Guido has many splendid qualities, but identifying (or at least admitting) to weaknesses in Python isn't one of them. That said, I don't think any language that I've used supports Unicode in an "excellent" way, certainly not outside the BMP.
I'm extremely curious as to what you were doing out beyond the BMP. Student of ancient history perhaps? Or merely curious?
I'll be watching for whatever you propose for text handling in C++ too. Years ago, I was involved in proposing a book with almost exactly that title - "International text handling in C++". It didn't proceed, which is probably a good thing because I'm pretty sure now I'd have completely ballsed it up. I've persued this subject with vigour since then, but it's still something I'm interested in. If you've got code, I'd love to see it.
-
Guido has many splendid qualities, but identifying (or at least admitting) to weaknesses in Python isn't one of them.
I disagree. The whole Python 3000 thing is about cleaning up design errors before they become entrenched.
That said, I don't think any language that I've used supports Unicode in an "excellent" way, certainly not outside the BMP.
I've never had to explore there before, so I couldn't really comment. What I saw of Java looked very good, though. Surely a newer language such as C# also gets things right?
I'll be watching for whatever you propose for text handling in C++ too. Years ago, I was involved in proposing a book with almost exactly that title - "International text handling in C++". It didn't proceed, which is probably a good thing because I'm pretty sure now I'd have completely ballsed it up. I've persued this subject with vigour since then, but it's still something I'm interested in. If you've got code, I'd love to see it.

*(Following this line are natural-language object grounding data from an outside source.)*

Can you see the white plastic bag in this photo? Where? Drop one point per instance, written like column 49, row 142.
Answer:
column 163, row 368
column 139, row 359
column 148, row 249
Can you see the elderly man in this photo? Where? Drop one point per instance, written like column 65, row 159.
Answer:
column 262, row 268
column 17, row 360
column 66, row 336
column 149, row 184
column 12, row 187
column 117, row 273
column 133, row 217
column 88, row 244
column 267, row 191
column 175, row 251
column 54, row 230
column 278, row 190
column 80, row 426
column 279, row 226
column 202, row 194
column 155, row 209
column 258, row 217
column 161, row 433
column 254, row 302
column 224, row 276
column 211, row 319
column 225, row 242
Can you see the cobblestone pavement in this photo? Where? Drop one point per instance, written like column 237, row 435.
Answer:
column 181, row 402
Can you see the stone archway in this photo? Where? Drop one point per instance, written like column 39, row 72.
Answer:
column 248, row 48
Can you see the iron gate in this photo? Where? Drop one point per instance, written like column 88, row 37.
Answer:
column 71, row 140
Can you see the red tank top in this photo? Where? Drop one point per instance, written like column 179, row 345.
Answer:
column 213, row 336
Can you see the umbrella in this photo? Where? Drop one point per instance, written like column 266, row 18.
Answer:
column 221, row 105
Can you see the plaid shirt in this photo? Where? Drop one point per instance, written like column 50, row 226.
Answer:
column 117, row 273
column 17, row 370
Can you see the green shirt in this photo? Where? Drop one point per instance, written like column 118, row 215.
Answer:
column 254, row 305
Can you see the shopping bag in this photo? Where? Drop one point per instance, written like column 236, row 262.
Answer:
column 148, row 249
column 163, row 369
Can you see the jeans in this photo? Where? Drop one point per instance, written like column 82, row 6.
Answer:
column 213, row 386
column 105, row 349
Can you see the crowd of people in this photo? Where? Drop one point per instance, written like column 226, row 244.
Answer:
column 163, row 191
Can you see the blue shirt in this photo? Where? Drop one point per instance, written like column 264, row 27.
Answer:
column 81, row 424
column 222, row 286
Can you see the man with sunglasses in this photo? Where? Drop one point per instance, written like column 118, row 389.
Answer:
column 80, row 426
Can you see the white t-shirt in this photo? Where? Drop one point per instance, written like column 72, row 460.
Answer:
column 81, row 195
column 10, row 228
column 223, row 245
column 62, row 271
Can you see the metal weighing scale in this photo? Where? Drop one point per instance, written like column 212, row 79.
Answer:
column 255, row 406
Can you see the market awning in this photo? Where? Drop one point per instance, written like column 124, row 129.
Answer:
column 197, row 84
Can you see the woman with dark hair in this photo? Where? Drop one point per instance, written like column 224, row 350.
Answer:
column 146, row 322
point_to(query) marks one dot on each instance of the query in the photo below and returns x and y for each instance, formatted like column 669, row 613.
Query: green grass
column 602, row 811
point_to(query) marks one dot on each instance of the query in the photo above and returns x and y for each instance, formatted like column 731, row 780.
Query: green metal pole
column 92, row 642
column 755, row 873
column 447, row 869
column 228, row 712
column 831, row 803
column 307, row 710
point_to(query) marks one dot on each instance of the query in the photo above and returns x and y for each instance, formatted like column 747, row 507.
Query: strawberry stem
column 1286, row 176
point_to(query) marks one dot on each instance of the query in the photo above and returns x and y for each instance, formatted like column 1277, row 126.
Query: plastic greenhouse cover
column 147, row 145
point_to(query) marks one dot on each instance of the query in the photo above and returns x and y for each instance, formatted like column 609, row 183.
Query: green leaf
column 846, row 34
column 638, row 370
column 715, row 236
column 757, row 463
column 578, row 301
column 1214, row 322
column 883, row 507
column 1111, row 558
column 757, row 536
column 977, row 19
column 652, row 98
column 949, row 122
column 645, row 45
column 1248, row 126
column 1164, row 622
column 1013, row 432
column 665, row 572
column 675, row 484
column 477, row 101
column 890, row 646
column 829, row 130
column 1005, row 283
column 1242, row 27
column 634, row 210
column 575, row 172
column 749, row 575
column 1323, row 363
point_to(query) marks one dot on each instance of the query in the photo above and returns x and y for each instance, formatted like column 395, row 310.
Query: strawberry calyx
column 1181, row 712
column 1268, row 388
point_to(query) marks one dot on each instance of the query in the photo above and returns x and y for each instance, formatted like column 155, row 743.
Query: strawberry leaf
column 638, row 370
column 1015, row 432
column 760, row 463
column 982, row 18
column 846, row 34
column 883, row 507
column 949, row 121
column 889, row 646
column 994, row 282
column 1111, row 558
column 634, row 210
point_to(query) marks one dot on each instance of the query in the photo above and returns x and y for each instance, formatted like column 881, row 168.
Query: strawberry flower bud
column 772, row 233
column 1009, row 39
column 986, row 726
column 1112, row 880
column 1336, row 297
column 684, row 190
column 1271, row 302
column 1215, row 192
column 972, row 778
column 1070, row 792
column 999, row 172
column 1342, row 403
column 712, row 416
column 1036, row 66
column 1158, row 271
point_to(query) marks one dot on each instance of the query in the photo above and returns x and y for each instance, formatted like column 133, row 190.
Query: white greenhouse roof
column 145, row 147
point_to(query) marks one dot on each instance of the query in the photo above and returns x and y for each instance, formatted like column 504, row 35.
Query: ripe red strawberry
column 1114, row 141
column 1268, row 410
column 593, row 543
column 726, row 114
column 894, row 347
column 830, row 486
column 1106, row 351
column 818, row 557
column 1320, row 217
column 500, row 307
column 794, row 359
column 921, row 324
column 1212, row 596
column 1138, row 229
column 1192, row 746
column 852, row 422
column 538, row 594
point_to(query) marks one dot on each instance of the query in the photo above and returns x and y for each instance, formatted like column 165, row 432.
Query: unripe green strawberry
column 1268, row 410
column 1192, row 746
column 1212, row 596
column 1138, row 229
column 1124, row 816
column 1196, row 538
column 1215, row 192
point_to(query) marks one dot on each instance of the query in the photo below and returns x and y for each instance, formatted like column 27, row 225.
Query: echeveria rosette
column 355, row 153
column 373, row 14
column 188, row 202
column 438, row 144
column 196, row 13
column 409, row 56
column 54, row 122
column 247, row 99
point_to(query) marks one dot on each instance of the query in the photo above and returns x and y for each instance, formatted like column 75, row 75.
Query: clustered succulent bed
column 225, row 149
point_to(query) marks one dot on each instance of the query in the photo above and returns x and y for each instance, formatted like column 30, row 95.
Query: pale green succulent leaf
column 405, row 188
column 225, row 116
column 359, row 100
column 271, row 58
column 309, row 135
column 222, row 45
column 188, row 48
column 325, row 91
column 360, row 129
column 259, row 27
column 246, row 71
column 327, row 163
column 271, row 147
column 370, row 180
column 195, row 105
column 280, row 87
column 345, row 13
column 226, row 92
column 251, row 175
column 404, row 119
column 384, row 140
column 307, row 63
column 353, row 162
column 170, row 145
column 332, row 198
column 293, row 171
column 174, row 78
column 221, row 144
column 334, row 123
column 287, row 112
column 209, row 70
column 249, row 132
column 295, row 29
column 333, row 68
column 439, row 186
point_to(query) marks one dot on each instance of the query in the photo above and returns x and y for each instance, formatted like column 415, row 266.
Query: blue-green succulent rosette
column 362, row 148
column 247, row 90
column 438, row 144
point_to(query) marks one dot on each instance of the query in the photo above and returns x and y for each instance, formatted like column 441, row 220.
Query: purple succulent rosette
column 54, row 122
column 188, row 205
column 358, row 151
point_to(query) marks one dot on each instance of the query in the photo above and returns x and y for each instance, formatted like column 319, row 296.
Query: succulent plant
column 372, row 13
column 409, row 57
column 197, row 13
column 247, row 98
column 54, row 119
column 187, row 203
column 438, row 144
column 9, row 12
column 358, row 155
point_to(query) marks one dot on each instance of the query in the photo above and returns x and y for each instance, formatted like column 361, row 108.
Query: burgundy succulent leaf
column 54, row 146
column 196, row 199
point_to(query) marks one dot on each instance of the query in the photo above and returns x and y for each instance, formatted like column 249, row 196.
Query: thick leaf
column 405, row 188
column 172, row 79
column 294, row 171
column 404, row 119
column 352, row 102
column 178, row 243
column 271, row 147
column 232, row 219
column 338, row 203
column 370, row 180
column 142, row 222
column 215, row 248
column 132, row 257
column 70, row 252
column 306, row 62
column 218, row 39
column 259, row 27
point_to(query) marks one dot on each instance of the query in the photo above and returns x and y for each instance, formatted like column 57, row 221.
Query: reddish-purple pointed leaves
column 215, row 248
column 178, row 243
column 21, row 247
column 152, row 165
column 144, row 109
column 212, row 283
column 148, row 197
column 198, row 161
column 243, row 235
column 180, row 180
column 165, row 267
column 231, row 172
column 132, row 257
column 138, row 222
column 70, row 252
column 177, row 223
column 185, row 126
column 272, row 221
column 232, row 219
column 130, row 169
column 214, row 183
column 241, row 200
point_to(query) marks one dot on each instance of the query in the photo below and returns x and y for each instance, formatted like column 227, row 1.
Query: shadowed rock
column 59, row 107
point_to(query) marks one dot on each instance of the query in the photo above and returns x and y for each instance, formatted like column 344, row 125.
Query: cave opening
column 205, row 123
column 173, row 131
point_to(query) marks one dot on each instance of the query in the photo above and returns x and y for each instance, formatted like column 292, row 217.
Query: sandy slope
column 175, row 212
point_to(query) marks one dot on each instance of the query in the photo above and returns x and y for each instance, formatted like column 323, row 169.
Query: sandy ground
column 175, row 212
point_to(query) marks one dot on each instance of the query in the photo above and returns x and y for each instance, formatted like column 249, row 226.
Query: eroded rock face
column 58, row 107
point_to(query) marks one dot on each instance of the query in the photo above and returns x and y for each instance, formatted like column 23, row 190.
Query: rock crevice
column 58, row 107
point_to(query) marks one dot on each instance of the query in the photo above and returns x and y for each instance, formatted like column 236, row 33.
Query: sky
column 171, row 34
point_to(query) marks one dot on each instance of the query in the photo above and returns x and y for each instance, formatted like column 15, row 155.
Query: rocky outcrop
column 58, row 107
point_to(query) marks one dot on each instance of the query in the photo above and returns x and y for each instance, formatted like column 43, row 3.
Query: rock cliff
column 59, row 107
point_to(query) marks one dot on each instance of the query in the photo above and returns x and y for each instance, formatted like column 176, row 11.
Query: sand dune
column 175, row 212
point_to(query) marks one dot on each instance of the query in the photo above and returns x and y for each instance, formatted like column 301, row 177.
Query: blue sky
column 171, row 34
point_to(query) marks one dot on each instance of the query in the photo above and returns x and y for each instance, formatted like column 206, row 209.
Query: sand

Sorry, I have no proposal and no code I can show. I just recall reading somewhere -- probably the CVu standards report -- that improved support for Unicode was on the C++0X agenda.
-
Ah, I've misunderstood - I thought you had some text processing ace up your sleeve :)
-
Apologies for raising your hopes. When I wrote "watch this space" I should really have said "wait and see what the C++ standards committee come up with".
Actually, Python's support for Unicode is starting to grow on me, though I still think the variant builds are unfortunate. Support for various other text encodings is extremely good.
My general recommendation for text conversion utilities and similar in C++ is to use Python to generate the required C++. Here's a simple example of what I mean.
-
At least the python version brought by debian testing seems to be a wide build.